Lisye Sri Rahayu - detikNews
Jumat, 18 Mar 2022 05:15 WIB
US Secretary of State Antony Blinken speaks to the press about the war in Ukraine, at the State Department in Washington, DC, March 17, 2022. - Blinken said Thursday that Russia was not making serious efforts in negotiations with Ukraine to end the three-week war.
Antony Blinken (Foto: AFP/SAUL LOEB)
Washington DC -

Menteri Luar Negeri Amerika Serikat (AS) Antony Blinken menuduh Rusia melakukan kejahatan perang karena menyerang warga sipil di Ukraina. Blinken juga setuju dengan Presiden AS Joe Biden yang mengatakan Presiden Rusia Vladimir Putin adalah 'penjahat perang'.

"Mereka meningkatkan pemboman mereka dengan tujuan melanggar kehendak rakyat. Kemarin, Presiden Biden mengatakan bahwa menurutnya, kejahatan perang telah dilakukan di Ukraina. Secara pribadi, saya setuju," kata Blinken seperti dilansir AFP dan CNN, Jumat (18/3/2022).

"Sengaja menargetkan warga sipil adalah kejahatan perang. Bagaimanapun juga kehancuran tiga minggu terakhir, saya merasa sulit untuk menyimpulkan bahwa Rusia melakukan sebaliknya. Konsekuensi dari perang Moskow dirasakan di seluruh dunia," imbuhnya.

Kepala diplomat AS menyinggung pemboman baru-baru ini di sebuah teater di Mariupol di Ukraina selatan. Akibat insiden itu banyak orang telah mengungsi dan mengeja 'anak-anak' dalam huruf besar Rusia di trotoar di luar untuk perlindungan.

Dia juga menyinggung bahwa Rusia menembaki 10 warga sipil dalam antrean untuk membeli roti di Chernihiv.

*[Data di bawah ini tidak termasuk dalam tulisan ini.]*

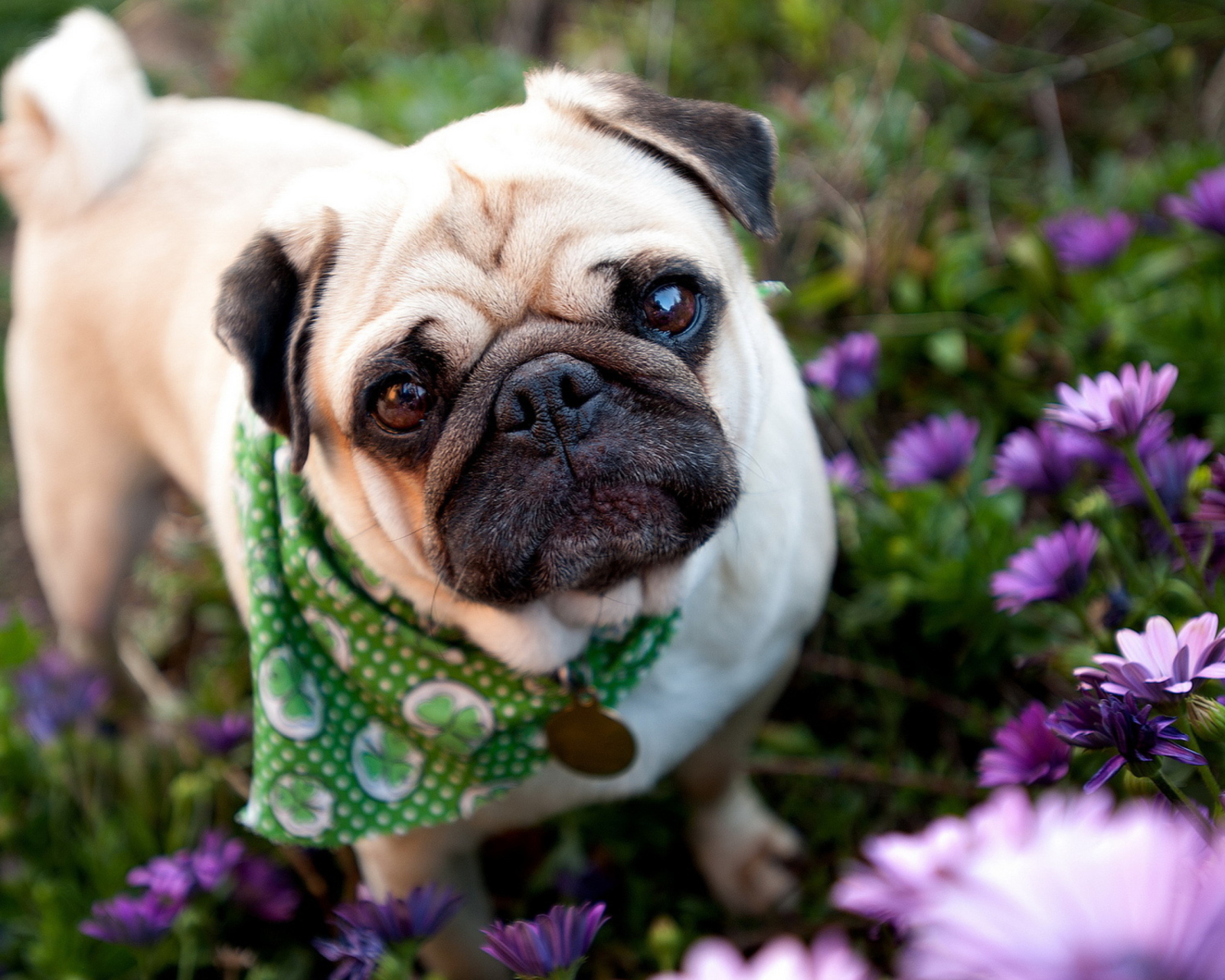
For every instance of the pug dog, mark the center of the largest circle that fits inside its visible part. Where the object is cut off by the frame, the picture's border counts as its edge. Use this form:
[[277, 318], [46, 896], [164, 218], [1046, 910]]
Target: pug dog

"Setiap hari berlalu jumlah warga sipil, termasuk anak-anak, tewas dan terluka, terus meningkat," katanya.

"Rusia terus menyerang situs sipil, termasuk minggu ini saja, sebuah rumah sakit, tiga sekolah (dan) sekolah asrama untuk anak-anak tunanetra di wilayah Luhansk, Ukraina," katanya.

Blinken juga mengatakan bahwa para ahli AS sedang dalam proses pendokumentasian dan evaluasi potensi kejahatan perang di Ukraina. Dia berharap hasil investigasi itu dapat membantu upaya internasional dalam menyelidiki kejahatan perang di Rusia.

"Kami akan memastikan bahwa temuan kami membantu upaya internasional untuk menyelidiki kejahatan perang dan meminta pertanggungjawaban mereka yang bertanggung jawab," katanya.

Sebelumnya Joe Biden menyebut Presiden Rusia Vladimir Putin sebagai penjahat perang. Dia mengatakan itu atas tindakan Putin melakukan invasi berdarah ke Ukraina.

"Saya pikir dia adalah penjahat perang," kata Biden seperti dilansir AFP, Kamis (17/3).

Sekretaris Pers Gedung Putih Jen Psaki memastikan Biden berbicara itu dari hatinya setelah melihat gambar di televisi tentang "tindakan biadab oleh seorang diktator brutal melalui invasinya ke negara asing".